- 1Department of Endocrinology, Qilu Hospital of Shandong University, Jinan, Shandong, China
- 2Department of Endocrinology, Linyi Traditional Chinese Medicine Hospital, Linyi, Shandong, China
- 3Department of Nursing, Linyi Cancer Hospital, Linyi, Shandong, China
- 4Department of Breast Surgery, Linyi Cancer Hospital, Linyi, Shandong, China
Acute suppurative thyroiditis (AST) is a rare, potentially life-threatening bacterial infection of the thyroid gland, characterized by rapid progression. We report a rare pediatric case of AST caused by Eikenella corrodens, secondary to a pyriform sinus fistula (PSF), initially misdiagnosed as subacute thyroiditis (SAT). A retrospective analysis highlights the diagnostic challenges and emphasizes the need for early suspicion of PSF in recurrent AST. Timely imaging (CT/laryngoscopy) and pathogen-directed antibiotics are critical to prevent life-threatening complications. This case underscores the importance of considering atypical pathogens and underlying anatomical anomalies in pediatric AST to guide targeted therapy.
1 Introduction
Acute suppurative thyroiditis (AST) is a rare but potentially life-threatening bacterial infection of the thyroid gland, particularly in children. It accounts for only 0.1%–0.7% of all thyroid disorders and is often misdiagnosed in its early phase due to nonspecific symptoms that mimic subacute thyroiditis (SAT), such as fever, anterior neck pain, and elevated inflammatory markers (1, 2). If not promptly diagnosed and treated, AST can progress rapidly and result in severe complications, with reported mortality rates ranging from 3.7% to 9% (3, 4).

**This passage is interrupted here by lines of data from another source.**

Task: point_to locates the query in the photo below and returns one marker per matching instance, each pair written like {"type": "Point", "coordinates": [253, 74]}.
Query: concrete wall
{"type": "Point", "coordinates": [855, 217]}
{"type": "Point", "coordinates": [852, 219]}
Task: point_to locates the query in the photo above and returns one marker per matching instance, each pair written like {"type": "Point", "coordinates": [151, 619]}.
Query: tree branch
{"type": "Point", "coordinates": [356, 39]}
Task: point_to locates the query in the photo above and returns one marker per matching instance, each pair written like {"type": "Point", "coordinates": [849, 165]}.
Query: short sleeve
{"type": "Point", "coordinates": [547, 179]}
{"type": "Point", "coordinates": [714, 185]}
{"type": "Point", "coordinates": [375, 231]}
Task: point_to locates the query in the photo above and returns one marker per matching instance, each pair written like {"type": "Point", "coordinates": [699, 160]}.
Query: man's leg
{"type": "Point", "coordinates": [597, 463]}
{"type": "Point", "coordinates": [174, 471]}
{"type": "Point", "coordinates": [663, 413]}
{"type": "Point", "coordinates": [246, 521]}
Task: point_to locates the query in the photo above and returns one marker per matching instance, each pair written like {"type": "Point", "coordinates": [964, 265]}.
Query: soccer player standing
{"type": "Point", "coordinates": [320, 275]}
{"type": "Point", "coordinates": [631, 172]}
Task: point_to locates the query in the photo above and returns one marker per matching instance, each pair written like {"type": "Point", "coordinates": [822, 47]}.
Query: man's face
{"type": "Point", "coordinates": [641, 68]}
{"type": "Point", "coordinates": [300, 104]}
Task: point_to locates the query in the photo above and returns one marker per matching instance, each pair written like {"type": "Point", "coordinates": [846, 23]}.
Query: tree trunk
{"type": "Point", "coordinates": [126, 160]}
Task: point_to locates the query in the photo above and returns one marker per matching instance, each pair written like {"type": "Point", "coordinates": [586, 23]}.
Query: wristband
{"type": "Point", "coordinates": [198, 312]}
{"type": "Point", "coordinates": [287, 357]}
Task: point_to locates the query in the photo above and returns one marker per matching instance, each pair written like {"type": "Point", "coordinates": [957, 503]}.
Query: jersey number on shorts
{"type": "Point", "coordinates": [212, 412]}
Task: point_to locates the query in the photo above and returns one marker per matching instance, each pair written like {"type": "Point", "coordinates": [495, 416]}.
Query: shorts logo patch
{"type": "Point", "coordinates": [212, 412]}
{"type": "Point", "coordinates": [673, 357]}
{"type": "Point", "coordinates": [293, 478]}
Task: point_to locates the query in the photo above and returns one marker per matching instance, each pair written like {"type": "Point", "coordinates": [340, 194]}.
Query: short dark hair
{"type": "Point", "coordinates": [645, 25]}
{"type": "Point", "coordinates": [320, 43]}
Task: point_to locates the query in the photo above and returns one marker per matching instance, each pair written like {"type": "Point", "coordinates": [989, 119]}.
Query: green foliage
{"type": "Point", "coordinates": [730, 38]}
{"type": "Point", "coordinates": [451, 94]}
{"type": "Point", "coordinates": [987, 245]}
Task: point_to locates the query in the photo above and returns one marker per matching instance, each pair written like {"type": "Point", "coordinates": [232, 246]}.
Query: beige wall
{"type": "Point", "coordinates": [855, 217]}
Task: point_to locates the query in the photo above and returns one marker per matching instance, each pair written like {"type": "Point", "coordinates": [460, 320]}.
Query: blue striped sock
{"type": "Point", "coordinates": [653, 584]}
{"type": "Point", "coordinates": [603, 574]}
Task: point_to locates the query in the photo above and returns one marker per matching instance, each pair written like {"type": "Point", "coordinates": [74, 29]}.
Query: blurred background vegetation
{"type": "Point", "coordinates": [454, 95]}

In pediatric populations, AST is frequently associated with congenital anomalies of the branchial apparatus. Among these, pyriform sinus fistula (PSF—a remnant of the third or fourth branchial pouch—is the most common predisposing factor, accounting for over 90% of pediatric AST cases (5). The fistula serves as a conduit for oropharyngeal flora to reach the thyroid gland, which is normally resistant to infection due to its rich vascular and lymphatic supply, high iodine content, and encapsulation.

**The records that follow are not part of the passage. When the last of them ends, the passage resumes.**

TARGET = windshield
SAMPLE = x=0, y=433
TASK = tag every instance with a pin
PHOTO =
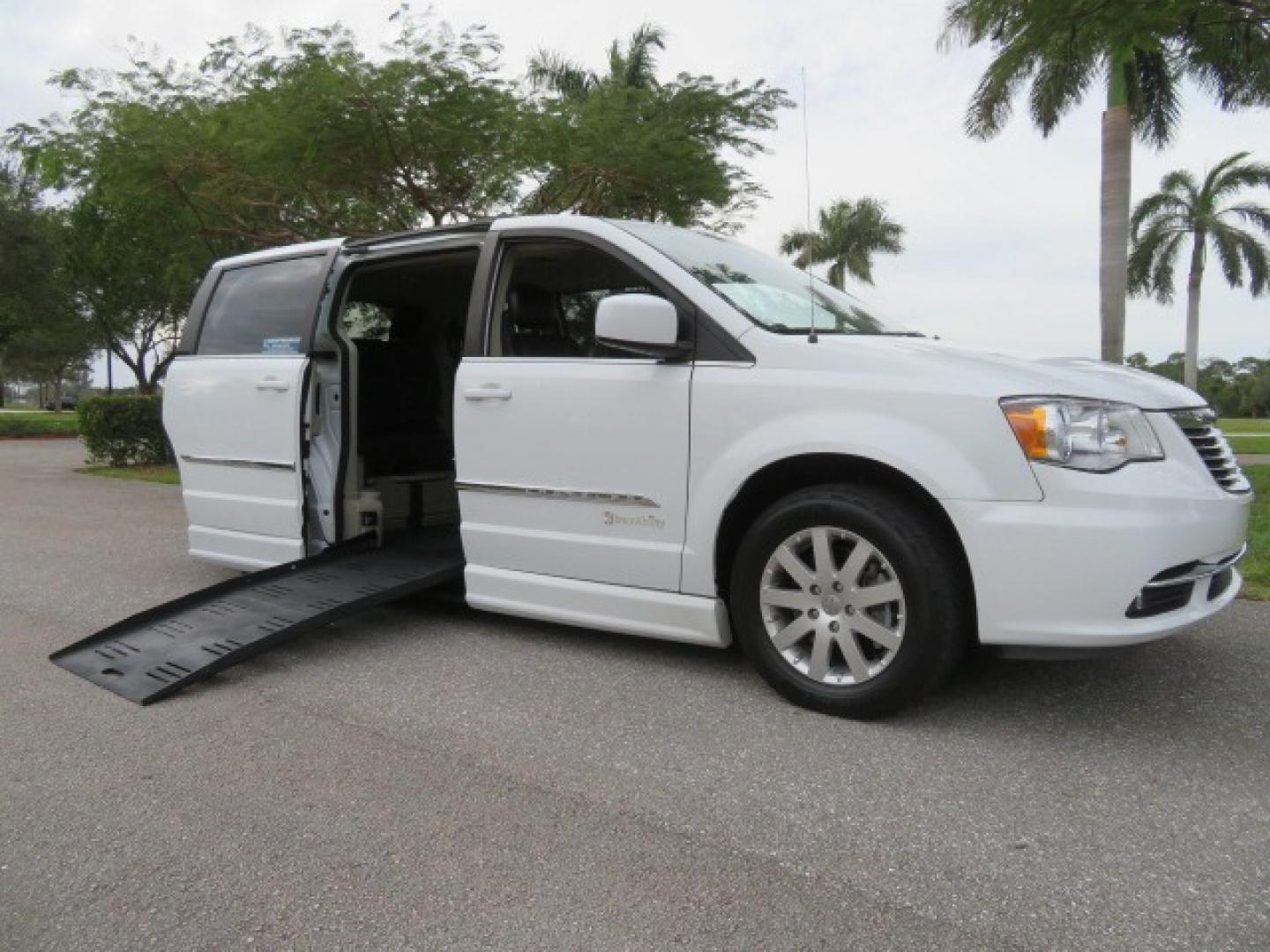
x=773, y=294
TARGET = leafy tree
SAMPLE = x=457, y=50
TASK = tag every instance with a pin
x=270, y=143
x=625, y=144
x=51, y=351
x=28, y=245
x=1240, y=389
x=1138, y=51
x=43, y=338
x=848, y=236
x=1206, y=213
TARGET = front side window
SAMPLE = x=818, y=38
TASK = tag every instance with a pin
x=548, y=294
x=263, y=309
x=773, y=294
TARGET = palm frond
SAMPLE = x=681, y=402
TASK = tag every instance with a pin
x=1152, y=259
x=1181, y=183
x=640, y=60
x=1233, y=175
x=1244, y=249
x=837, y=274
x=1059, y=83
x=1154, y=206
x=804, y=245
x=557, y=74
x=1154, y=100
x=1255, y=215
x=1226, y=242
x=992, y=100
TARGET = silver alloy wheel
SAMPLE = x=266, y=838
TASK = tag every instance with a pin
x=832, y=606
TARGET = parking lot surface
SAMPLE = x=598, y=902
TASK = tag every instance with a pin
x=430, y=777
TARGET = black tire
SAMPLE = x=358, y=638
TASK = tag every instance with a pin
x=937, y=617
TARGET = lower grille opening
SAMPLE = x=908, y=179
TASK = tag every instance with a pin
x=1157, y=600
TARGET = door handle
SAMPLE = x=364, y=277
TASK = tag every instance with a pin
x=489, y=391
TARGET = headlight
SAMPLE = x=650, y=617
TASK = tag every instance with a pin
x=1082, y=435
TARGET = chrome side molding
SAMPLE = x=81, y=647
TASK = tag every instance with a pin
x=243, y=464
x=564, y=495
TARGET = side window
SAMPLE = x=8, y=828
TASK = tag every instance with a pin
x=546, y=297
x=363, y=320
x=263, y=309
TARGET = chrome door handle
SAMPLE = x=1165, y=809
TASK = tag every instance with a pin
x=490, y=391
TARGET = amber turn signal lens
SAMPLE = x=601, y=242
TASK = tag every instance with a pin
x=1029, y=427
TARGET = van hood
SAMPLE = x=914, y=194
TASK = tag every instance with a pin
x=990, y=374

Although Gram-positive cocci such as Staphylococcus aureus and Streptococcus pyogenes are the most frequently isolated pathogens in AST, rare organisms have also been implicated (6). Eikenella corrodens, a facultative anaerobic Gram-negative bacillus that is part of the normal flora of the oropharynx and upper respiratory tract, is an exceptionally rare cause of AST. To date, only sporadic case reports have documented its role in thyroid infections, particularly in immunocompetent children (7). Its involvement presents unique diagnostic and therapeutic challenges due to its fastidious growth requirements and intrinsic resistance to commonly used antibiotics such as clindamycin and first-generation cephalosporins.
In this report, we present a rare case of pediatric AST caused by Eikenella corrodens, secondary to an underlying PSF. We describe how corticosteroid therapy initially masked the diagnosis, how targeted antibiotic adjustment led to resolution, and how timely imaging and surgical intervention were essential for definitive treatment. This case highlights the importance of considering both atypical pathogens and congenital anatomical defects in children with recurrent or refractory thyroiditis.
2 Case report
A 14-year-old male presented with a 1-week history of recurrent fever and left-sided neck pain that worsened with swallowing. He also reported a sore throat and cough 10 days prior to admission. He was initially evaluated in the otolaryngology department of a tertiary hospital, where flexible laryngoscopy revealed no significant abnormalities. However, due to palpable enlargement of the left thyroid lobe, a thyroid ultrasound was performed, which demonstrated a mixed echogenic area in the left lobe suggestive of SAT. The patient was subsequently referred to the endocrinology department for further evaluation.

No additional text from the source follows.